- EUR/GBP snaps two-day uptrend as it retreats from intraday high.
- Short-term key resistance line challenges buyers amid looming bear cross on MACD, RSI pullback.
- Convergence of 100-HMA, 200-HMA appears tough nut to crack for bears.
EUR/GBP returns to the bear’s radar, after a two-day off, as the quote mark another U-turn from the two-week-old descending resistance line during early Wednesday. That said, the cross-currency pair drops to 0.8818 by the press time.
Not only the multiple failures to cross the downward-sloping trend line from January 13 but the impending bear cross on the MACD and the RSI’s (14) retreat from the overbought territory also hint at the quote’s further weakness.
However, a convergence of the 100-Hour Moving Average (HMA) and the 200-HMA, around 0.8790 at the latest, put a floor under the EUR/GBP prices.
In a case where the EUR/GBP drops below the 0.8790 support confluence, a two-week-old ascending trend line, close to 0.8775 by the press time, could act as the last defense for the pair buyers.

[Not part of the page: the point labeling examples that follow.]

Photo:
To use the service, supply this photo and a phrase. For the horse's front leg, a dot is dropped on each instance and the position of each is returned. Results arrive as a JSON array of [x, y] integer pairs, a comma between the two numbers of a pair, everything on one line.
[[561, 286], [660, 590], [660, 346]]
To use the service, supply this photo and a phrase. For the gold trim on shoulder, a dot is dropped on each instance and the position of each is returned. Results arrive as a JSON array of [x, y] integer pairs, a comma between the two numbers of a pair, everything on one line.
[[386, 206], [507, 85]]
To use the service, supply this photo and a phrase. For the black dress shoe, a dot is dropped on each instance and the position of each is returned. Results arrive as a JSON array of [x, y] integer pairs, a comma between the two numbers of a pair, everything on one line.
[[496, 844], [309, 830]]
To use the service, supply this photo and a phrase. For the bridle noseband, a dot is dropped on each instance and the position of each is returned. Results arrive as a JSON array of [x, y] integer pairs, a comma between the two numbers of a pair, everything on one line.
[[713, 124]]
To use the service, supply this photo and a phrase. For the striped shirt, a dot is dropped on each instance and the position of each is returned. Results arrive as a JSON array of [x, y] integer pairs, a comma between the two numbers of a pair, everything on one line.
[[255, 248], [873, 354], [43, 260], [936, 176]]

On the contrary, a successful break of the aforementioned resistance line, close to 0.8825, could easily poke the previous weekly high near 0.8885.
Though, the EUR/GBP bulls need confirmation from the previous monthly high surrounding the 0.890 round figure to convince the buyers.
Overall, EUR/GBP is likely to witness further downside but the gap towards the north appears limited.